Even though the Dow moved higher, less than half of the stocks listed on the major exchanges followed suit, though there were some stocks that did even better than the managed care companies and surged by double-digit percentages. But you should still resist the urge to high-five everyone in the cubicles next to you. Smart investors won’t celebrate until they know why their stock surged, because without a fundamental basis for the bounce, these stocks could just as quickly make the return trip down.
Going in reverse
If you forgot about the reverse stock split wireless broadband specialist Alvarion Ltd (USA) (NASDAQ:ALVR) was effecting, then when you looked at the 900% jump in its stock yesterday you might have clutched your chest for a moment at the stunning return. In reality, it just gave investors one share for every 10 they owned, which increased the share price from $0.36 to $3.60 a stub. While it did close out the day at $3.75, a nice 4% increase, reverse splits are signs of financially troubled companies, and investors would be wise to use caution here.

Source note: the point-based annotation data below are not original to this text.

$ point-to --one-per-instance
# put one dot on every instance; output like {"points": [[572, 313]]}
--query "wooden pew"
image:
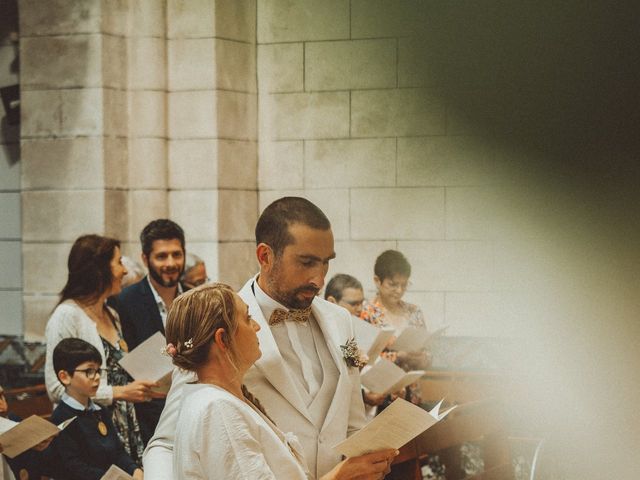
{"points": [[475, 421], [28, 401]]}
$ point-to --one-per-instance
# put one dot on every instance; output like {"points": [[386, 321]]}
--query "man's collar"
{"points": [[155, 293], [76, 405], [265, 302]]}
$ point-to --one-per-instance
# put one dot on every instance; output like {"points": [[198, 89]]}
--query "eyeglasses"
{"points": [[91, 373]]}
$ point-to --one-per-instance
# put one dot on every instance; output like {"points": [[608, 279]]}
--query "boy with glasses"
{"points": [[89, 445]]}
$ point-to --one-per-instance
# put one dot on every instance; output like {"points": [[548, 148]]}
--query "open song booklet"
{"points": [[147, 362], [371, 339], [18, 437], [398, 424], [116, 473], [386, 377], [413, 339]]}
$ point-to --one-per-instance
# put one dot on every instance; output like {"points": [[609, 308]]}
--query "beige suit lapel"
{"points": [[331, 332], [271, 364]]}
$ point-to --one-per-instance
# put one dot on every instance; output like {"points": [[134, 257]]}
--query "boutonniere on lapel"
{"points": [[353, 355]]}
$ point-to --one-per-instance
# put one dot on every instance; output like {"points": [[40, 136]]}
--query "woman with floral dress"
{"points": [[387, 309]]}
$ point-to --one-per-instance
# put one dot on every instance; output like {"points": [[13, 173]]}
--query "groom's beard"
{"points": [[289, 298], [157, 276]]}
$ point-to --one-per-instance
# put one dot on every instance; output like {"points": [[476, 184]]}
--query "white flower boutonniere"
{"points": [[352, 354]]}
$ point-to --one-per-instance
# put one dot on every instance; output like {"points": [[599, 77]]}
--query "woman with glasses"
{"points": [[387, 309], [95, 272]]}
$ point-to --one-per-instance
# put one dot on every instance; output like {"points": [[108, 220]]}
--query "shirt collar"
{"points": [[76, 405], [265, 302], [157, 296]]}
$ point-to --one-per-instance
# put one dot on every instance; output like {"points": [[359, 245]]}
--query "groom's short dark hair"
{"points": [[273, 225]]}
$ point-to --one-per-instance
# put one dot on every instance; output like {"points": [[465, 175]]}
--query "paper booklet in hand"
{"points": [[413, 339], [386, 377], [18, 437], [371, 339], [398, 424], [116, 473], [147, 362]]}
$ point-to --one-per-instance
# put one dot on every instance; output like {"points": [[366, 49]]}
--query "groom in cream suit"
{"points": [[302, 379]]}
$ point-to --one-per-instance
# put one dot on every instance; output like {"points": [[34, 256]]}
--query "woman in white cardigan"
{"points": [[95, 272]]}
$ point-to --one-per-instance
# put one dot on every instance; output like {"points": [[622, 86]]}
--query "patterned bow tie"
{"points": [[279, 315]]}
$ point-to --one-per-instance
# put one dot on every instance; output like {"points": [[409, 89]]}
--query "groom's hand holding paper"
{"points": [[385, 377], [413, 339], [147, 362], [398, 424]]}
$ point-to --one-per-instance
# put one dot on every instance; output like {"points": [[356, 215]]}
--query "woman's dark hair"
{"points": [[391, 263], [89, 268], [71, 352]]}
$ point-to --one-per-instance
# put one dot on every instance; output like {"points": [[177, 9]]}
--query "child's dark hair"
{"points": [[71, 352]]}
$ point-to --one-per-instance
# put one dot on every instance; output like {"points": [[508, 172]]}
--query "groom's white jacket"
{"points": [[271, 383]]}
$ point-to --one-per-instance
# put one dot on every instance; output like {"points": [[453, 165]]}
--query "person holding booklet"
{"points": [[222, 431], [34, 463], [95, 272], [89, 445], [387, 309]]}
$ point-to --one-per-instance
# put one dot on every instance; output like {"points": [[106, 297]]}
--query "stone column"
{"points": [[73, 138], [212, 131]]}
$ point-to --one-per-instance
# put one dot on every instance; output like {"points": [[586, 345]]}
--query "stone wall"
{"points": [[133, 111], [10, 222], [354, 116], [205, 111]]}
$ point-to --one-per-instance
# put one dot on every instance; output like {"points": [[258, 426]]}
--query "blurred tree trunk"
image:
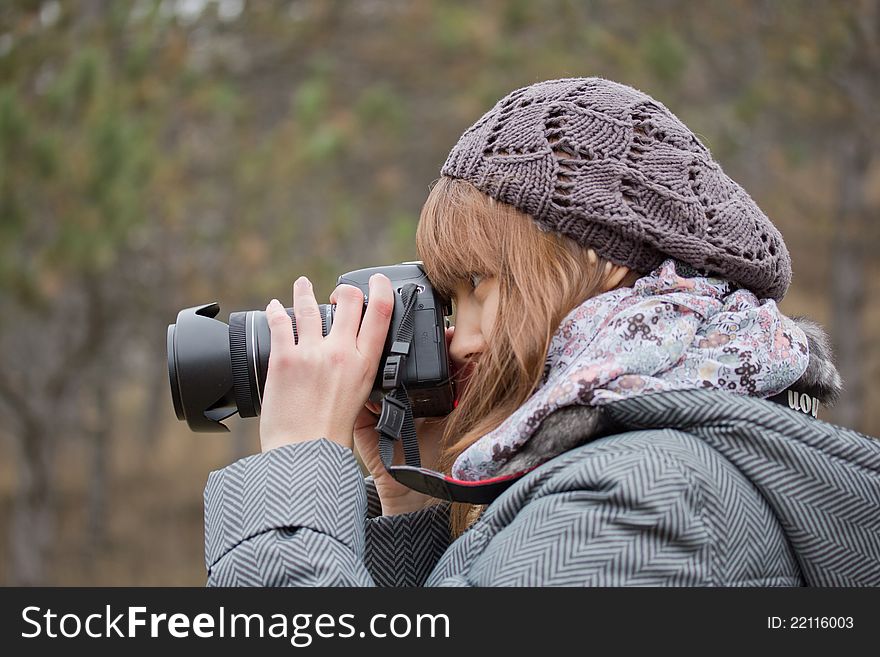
{"points": [[33, 513], [97, 494], [848, 276]]}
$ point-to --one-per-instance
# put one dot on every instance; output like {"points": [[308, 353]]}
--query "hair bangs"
{"points": [[458, 234]]}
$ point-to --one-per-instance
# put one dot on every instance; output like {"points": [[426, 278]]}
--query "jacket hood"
{"points": [[821, 481]]}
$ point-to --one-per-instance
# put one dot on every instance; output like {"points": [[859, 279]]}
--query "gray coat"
{"points": [[693, 488]]}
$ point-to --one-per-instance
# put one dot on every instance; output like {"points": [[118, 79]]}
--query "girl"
{"points": [[616, 343]]}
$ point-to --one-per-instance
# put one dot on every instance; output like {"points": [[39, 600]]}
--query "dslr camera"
{"points": [[219, 369]]}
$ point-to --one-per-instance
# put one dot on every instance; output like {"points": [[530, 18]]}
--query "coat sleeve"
{"points": [[298, 516]]}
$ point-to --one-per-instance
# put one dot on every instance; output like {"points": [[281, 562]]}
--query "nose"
{"points": [[466, 344]]}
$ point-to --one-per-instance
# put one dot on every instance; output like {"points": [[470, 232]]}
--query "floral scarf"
{"points": [[674, 329]]}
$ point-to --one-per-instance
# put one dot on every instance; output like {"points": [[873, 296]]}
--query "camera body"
{"points": [[216, 370]]}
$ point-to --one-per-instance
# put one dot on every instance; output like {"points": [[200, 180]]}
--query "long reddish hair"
{"points": [[542, 277]]}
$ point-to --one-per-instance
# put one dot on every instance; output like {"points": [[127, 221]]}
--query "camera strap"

Brokerage house BGC Partners, Inc. (NASDAQ:BGCP) may not have had such a tremendous run-up when compared to Alvarion, but the 49% gain it recorded yesterday was impressive nonetheless as it sold its electronic bond trading platform to NASDAQ OMX Group, Inc. (NASDAQ:NDAQ) for $750 million.
The eSpeed division had accounted for around 6% of BGC’s revenues last year, so the fact that the selling price was equal to its market cap before the trade is a huge premium for the company. More important, however, is if the Nasdaq exchange can generate $25 million in revenues annually from eSpeed, BGC will receive additional consideration for it that could bring the total transaction value to $1.2 billion .
The brokerage house generated about $3.1 billion last year, according to Bloomberg, which would put revenues from eSpeed at about $18 million or so. Regardless, it got a nice payday as it was so any additional compensation would just be gravy.